Una semana más tarde, en vez de ir al médico, investigué en la red cuáles eran mis opciones. Era el momento de llegar a la raíz del asunto. Fijé una cita con un ginecólogo para someterme al procedimiento. Me pasé todo el camino en el coche preparándome psicológicamente, pensando en mis argumentos y anticipándome a cualquier pregunta que pudiera hacerme. Me había informado sobre las opciones de adopción, sobre las estadísticas de huérfanos en el mundo (153 millones) y sobre las cifras de satisfacción y arrepentimiento de las mujeres que se esterilizan (entre un 76% y un 98% de satisfacción y entre un 7 y un 17% de arrepentimiento en todo el mundo). Además, me armé con el diario que llevaba unos años escribiendo.

La consulta fue breve. Le comenté las investigaciones que había hecho sobre las opciones, mis visiones sobre la adopción por si cambiaba de opinión, y la historia que había detrás de mi decisión. Por suerte, a pesar de mis nervios y de la emoción, fui capaz de comunicar mi decisión apasionada lo suficientemente bien como para asegurar mi deseo. La cita se acordó para seis semanas más tarde. Nunca me olvidaré de la sensación de alivio que sentí después del procedimiento. Incluso en mi estado de medicación, pude expresar mi gratitud al personal (compuesto sólo por mujeres) que me apoyó en mi decisión.

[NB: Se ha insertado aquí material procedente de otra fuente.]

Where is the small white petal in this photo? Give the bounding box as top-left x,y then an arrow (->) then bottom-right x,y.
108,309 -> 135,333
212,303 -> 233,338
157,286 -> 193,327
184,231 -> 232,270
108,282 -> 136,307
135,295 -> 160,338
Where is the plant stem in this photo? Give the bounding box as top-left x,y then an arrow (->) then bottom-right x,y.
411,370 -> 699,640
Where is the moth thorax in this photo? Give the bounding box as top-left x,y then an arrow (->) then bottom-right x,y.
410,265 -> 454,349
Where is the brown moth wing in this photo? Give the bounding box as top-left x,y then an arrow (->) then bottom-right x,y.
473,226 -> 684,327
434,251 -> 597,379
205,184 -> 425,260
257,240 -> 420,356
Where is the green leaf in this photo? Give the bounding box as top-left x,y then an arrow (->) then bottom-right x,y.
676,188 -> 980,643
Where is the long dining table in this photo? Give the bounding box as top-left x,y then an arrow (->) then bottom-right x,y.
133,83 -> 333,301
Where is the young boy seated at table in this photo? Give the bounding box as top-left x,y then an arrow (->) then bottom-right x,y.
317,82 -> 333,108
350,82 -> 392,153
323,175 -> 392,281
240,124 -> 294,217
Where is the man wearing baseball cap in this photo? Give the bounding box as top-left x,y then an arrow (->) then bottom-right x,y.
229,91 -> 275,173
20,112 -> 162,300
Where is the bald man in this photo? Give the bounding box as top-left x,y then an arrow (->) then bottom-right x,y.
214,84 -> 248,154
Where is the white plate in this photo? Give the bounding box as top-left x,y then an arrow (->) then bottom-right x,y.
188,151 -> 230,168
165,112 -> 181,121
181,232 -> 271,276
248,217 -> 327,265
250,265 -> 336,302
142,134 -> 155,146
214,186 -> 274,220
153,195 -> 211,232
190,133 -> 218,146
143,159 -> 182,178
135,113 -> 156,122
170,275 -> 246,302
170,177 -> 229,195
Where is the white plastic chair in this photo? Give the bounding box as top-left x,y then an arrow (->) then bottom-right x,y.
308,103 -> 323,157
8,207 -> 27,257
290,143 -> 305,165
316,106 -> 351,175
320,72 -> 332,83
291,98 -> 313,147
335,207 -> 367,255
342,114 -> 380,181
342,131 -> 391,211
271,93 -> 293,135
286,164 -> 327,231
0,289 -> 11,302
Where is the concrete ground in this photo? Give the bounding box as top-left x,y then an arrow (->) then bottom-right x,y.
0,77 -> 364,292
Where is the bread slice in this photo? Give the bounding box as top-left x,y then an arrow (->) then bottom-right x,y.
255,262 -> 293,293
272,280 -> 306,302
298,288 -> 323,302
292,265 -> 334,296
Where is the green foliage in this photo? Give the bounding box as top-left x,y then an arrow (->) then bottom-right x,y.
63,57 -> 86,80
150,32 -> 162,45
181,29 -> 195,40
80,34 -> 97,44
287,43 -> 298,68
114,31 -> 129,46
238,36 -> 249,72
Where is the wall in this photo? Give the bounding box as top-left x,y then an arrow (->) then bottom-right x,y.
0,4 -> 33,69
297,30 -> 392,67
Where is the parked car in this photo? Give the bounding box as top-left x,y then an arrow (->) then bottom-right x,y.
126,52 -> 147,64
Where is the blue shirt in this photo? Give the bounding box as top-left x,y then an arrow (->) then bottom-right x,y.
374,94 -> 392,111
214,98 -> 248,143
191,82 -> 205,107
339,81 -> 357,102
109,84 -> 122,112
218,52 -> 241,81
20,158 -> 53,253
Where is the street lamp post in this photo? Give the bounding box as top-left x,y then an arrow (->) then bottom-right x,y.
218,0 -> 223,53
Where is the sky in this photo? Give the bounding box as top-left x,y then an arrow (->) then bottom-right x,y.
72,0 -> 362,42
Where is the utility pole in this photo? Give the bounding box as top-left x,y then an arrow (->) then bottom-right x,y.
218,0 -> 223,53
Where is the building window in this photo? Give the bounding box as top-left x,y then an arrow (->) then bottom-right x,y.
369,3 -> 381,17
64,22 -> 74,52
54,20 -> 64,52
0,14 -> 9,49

Ya han pasado dos años de aquello. A pesar del creciente número de mujeres que viven sin hijos, sigo enfrentándome a las preguntas y a los comentarios de personas que apenas me conocen (y que, claramente, no me entienden). Es hora de que la sociedad deje de convertir a las mujeres en estadísticas, y de que empiece a comprender que nosotras también somos mujeres. No pasa nada por tomar la decisión de no tener hijos; seguimos siendo seres humanos. La decisión de no tener hijos no nos hace menos mujeres que las mujeres que deciden ser madres. Sí, hemos nacido con las características biológicas adecuadas para dar a luz, pero no tenemos por qué ser madres. Ser madre es una decisión personal que todas las mujeres tienen derecho a tomar por sí mismas sin influencias externas ni presión social.